The Boys still giggling.
“I’ll have to look online and get back to you on that one,” Dana said as straight-faced as he could which wasn’t very convincing.
“Ok, please do that.” Then I said to all, “Does anyone else have any ‘incidents’ that require my attention this morning?”
“Ok then, Launch!” (Which is how I end all my meetings: I ‘launch’ my Boys off into their work day.)
Later as I was signing out for my walk at the TOC (Tactical Ops Center—Radio Room) with the CRG guys, they told me they had an ‘incident’ to report.
“Let me guess,” I said. “Someone has farted at you, eh?”

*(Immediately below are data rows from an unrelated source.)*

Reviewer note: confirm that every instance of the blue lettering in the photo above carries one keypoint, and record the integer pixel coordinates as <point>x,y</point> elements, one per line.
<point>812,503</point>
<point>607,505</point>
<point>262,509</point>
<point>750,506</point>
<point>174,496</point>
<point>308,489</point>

Laughter again all around.
“Yes,” Garth said, “Actually not at one of us, but Victor was just in here trying to muster support for his case. Says we’re all witnesses and we will be compelled to provide a written statement.”
“Oh Christ,” I said. “This guy wears me out.”
“Well, we just fucked him off,” Mark said.
Gareth (the Welshman) chimed in, “Yeah, I told him, ‘Hey we’re all just a bunch of blokes working here for fuck’s sake! Take a look at where we work: fuckin’ Iraq. What a wanker!” (Gotta love those Brits)
“Well, I guess the war’s over,” I said.
“What?” Gareth said.
“War must be over if this is the kind of shit we have to worry about. Some people seem to think we’re working on Madison Avenue. Too bad Miss Canada wasn’t here for this. (She had actually been here for a USO Show a week earlier.) We’d probably be looking at sexual harassment… Well, I’m off on my morning walk-about; gotta keep up my girlish figure ya know. You can call me on Channel One if there are any more wind-breaking developments.” I said as I headed out the door.
I could still hear them laughing and joking about Victor and his complaint as I walked away. I’m sure there will be more to this story. I sincerely hope Victor complains to Baghdad about this. Those guys could use some humor injected into their lives. Once again, I really can’t make this stuff up.